You have to be a bit careful about what this notation you are using actually means. Rigorously, the dirac delta is only defined when acting on functions in the Schwartz space. There is no rigorous justification for handling it as a function $x \mapsto \delta(x)$ for real $x$. I'll discuss the case where we are talking about convergence in the distributional sense.
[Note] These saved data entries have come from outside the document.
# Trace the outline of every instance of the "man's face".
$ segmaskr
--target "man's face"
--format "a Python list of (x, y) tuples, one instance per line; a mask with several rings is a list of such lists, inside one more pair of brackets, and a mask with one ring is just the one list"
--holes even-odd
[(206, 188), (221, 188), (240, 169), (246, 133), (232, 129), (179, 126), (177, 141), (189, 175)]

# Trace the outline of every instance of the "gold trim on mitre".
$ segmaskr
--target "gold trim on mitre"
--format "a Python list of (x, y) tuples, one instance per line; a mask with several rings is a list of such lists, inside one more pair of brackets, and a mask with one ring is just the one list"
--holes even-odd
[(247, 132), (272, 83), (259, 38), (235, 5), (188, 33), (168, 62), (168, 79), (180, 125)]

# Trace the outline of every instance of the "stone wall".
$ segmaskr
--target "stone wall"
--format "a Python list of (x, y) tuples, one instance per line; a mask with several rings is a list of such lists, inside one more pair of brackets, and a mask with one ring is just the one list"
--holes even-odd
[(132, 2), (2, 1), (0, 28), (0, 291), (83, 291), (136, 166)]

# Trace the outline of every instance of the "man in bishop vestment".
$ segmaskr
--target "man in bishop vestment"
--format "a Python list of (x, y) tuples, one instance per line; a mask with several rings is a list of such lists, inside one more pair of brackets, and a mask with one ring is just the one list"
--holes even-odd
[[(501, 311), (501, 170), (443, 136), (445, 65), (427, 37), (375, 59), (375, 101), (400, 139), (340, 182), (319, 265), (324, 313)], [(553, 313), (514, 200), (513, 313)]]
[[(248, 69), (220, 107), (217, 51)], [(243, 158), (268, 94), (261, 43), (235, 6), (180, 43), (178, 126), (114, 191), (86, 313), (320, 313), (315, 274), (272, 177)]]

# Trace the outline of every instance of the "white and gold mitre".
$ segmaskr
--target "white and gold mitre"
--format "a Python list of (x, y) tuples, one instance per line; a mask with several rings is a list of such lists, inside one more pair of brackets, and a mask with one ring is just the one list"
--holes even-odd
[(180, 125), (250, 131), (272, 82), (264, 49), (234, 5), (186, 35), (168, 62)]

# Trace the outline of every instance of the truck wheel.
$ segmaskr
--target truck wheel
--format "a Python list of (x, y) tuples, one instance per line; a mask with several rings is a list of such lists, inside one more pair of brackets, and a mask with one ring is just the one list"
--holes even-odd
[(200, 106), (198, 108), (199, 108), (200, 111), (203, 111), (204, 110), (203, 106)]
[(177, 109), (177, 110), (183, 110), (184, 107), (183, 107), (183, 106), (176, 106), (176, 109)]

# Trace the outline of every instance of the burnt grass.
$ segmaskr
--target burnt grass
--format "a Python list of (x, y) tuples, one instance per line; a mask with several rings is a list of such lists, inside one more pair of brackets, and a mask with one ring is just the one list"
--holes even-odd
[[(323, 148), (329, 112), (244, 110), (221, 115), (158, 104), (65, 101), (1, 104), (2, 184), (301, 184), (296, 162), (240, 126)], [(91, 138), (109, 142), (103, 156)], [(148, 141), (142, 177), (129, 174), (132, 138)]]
Let $\varphi \in C_{c}^{\infty}(\mathbb{R})$. I'll note $ f_{\epsilon} := \frac{1}{\sqrt{2\pi\epsilon}}e^{\frac{-x^2}{2\epsilon}}$. Using the substitution $y = x/\sqrt{\epsilon}$ we obtain $$\langle f_{\epsilon},\varphi \rangle = \int_{-\infty}^{\infty}\frac{1}{\sqrt{2\pi\epsilon}}e^{\frac{-x^2}{2\epsilon}} \varphi(x) \mathrm{d}x =\int_{-\infty}^{\infty} \frac{1}{\sqrt{2\pi}}e^{-y^2 /2} \varphi(\sqrt{\epsilon}y) \mathrm{d}y $$ As $\varphi$ is continous and compactly supported, this integrand is dominated by $\frac{1}{\sqrt{2\pi}}e^{-y^2 /2} \|\varphi\|_{\infty}$ which integrates to $\|\varphi\|_{\infty}$. Moreover, because $\varphi$ is continous the integrand converges pointwise to $\frac{1}{\sqrt{2\pi}}e^{-y^2 /2} \varphi(0)$ as $\epsilon \to 0$. Applying the dominated convergence theorem yields

$$\lim_{\epsilon\to 0} \langle f_{\epsilon},\varphi \rangle = \int_{-\infty}^{\infty} \lim_{\epsilon\to 0} \frac{1}{\sqrt{2\pi}}e^{-y^2 /2} \varphi(\sqrt{\epsilon}y) \mathrm{d}y = \int_{-\infty}^{\infty} \frac{1}{\sqrt{2\pi}}e^{-y^2 /2} \varphi(0) \mathrm{d}y = \varphi(0) $$ which finally shows $$\lim_{\epsilon\to 0} \langle f_{\epsilon},\varphi \rangle = \langle \delta_0, \varphi \rangle$$